The only way for this to be zero sum is if bitcoin has zero value. But bitcoin has at least some utility so now the market is just arguing over how much - and that value changes as bitcoin becomes more accepted / useful.
The only way the current crop of investors can make money is by getting even more newer investors (ie greater fools). Eventually such a scheme will fail because of the same reason that ponzi schemes fail.
Compare this to something like apple which has an additional cash in (ie the company's profits). So the apple investors can make money without needing more investors.
You make it sound like the market is two participants - me and the guy I took 300k from.

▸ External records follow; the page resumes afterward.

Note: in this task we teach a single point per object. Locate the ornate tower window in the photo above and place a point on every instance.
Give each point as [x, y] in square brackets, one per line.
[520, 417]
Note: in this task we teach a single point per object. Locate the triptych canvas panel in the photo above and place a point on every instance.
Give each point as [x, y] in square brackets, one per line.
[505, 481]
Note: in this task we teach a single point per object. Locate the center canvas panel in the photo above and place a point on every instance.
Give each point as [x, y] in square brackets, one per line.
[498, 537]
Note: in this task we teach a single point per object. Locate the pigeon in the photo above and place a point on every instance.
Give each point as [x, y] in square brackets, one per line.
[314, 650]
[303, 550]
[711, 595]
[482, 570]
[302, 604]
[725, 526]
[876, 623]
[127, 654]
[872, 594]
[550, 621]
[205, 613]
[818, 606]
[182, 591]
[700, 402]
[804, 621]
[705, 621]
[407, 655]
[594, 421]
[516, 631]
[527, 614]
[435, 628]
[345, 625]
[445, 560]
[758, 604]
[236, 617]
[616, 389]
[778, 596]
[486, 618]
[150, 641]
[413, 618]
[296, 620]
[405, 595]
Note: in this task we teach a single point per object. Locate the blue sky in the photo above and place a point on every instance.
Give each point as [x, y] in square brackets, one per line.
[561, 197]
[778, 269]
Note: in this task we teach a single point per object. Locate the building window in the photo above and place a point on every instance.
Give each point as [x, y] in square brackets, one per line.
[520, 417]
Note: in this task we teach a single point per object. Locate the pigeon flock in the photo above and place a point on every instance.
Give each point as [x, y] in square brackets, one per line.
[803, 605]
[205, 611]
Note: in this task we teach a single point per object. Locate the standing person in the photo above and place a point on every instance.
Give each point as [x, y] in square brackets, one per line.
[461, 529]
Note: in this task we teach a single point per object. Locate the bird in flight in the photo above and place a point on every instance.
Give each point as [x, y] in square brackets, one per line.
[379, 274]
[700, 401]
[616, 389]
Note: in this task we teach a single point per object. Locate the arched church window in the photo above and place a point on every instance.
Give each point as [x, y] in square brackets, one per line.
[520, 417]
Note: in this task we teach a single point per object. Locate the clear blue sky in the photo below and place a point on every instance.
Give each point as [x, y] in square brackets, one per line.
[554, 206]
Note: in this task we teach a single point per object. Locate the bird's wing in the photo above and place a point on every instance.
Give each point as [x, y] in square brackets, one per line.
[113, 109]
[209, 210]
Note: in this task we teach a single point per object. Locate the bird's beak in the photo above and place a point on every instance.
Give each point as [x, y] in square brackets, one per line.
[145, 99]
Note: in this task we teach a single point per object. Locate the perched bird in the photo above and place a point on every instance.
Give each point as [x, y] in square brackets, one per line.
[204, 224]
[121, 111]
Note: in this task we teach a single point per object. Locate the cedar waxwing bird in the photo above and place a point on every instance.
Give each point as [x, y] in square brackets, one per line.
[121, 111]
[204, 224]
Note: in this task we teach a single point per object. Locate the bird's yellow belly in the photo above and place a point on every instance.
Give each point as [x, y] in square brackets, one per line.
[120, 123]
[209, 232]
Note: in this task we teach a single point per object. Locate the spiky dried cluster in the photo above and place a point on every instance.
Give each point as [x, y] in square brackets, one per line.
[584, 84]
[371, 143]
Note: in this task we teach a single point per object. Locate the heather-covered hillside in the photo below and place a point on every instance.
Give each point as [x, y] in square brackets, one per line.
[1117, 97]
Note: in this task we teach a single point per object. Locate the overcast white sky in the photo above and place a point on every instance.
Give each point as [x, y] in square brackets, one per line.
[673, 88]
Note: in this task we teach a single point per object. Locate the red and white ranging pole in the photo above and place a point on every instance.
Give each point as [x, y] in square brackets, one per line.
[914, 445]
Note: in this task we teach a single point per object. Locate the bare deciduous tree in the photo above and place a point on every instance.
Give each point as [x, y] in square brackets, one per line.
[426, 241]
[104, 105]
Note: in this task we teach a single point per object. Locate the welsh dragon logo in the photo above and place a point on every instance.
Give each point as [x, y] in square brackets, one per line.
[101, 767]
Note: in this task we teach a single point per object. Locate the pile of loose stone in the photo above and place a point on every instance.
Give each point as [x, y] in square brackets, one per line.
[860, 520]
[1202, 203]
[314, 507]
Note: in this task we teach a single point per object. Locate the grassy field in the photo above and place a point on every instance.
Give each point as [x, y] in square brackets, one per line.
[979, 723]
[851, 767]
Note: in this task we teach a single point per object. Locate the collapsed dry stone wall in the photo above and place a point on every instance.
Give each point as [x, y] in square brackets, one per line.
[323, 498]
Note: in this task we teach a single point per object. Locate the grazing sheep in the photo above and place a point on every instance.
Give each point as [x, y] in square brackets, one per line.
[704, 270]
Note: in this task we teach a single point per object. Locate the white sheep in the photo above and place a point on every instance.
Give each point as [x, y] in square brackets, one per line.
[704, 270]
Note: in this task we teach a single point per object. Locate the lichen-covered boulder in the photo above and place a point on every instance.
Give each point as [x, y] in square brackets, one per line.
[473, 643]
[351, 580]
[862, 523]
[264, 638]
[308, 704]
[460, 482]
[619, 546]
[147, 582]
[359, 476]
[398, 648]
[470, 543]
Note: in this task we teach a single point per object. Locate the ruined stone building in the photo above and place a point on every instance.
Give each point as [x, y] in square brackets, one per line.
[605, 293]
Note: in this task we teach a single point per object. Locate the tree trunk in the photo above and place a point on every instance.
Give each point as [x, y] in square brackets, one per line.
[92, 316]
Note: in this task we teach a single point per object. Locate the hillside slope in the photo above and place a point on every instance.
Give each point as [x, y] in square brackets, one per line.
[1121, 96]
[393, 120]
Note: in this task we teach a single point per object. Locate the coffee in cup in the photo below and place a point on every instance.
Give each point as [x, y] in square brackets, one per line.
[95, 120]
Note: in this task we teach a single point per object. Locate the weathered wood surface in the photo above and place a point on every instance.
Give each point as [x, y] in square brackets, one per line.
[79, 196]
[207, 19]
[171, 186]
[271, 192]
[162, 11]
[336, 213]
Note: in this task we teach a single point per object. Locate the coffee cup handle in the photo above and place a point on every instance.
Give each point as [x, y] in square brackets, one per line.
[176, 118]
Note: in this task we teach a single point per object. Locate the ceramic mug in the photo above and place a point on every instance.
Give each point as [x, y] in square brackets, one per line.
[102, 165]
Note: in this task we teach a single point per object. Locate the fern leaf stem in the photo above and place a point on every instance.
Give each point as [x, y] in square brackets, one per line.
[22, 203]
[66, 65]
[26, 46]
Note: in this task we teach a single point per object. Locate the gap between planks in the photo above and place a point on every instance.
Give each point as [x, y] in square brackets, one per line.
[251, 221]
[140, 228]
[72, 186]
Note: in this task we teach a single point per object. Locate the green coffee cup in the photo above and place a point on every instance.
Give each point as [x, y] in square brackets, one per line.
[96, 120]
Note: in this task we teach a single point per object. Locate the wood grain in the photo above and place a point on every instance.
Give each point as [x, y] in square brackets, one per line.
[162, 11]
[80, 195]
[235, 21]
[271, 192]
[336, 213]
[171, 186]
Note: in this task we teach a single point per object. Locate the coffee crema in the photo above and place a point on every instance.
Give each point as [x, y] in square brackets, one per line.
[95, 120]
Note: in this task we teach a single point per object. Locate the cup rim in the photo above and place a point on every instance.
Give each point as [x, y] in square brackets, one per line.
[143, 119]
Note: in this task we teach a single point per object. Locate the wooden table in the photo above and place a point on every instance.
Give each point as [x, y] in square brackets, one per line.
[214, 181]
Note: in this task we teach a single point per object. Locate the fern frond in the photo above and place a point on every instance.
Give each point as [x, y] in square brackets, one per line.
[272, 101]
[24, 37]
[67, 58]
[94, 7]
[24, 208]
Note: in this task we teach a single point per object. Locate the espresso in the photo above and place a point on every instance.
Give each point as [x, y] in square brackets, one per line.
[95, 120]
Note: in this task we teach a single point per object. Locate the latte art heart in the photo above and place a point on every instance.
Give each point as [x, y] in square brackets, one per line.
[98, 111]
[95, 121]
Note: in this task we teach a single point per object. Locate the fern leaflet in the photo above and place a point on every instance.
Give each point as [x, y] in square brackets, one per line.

In reality, the market is broad as well as deep. You can lose $10 on one project, make $20 on another, and come out with $10 profit overall. Someone else can reverse that trade and come out with $10 profit as well.
Your argument is wildly wrong because you cannot add negative numbers and make a positive. You simply invent random transactions to come up with a desired outcome, and refuse to look at the big picture.
The whole cryptomarket is a negative sum game, because of the costs of electricity, bandwidth and personnel. For every dollar that goes into the whole cryptocurrency market to buy a coin, less than a dollar comes out, because some of that money is buying mining rigs and generator plants.
This is certain because there is a law of conservation of money in this case. Cryptocurrency neither creates nor destroys fiat currency, so the inputs and outputs have to net equal less than zero.
Why don't you try to come up with some sequence of actual transactions in a "toy" market with a small enough number of participants that you can work through it by hand, not forgetting to take out money from the pot for electricity, network, and personnel? You'll soon see that this network net destroys money - it doesn't create it.
If you don't believe it, I'll write you a math proof, but TBH if you don't understand the explanation above, you'll understand the math proof even less.
A market of one token that was initially worth nothing 1 year ago but the market now sees has value - let's say $100 - because it has some genuine utility - various companies have said they will accept it as payment for a variety of different products.
If you add all the cashflows for trading on this token over the year, $100 has been made. In fact the only way for these cashflows to sum to zero is for the token to be worth zero.
Where did that value come from? It came from the increased utility of the token.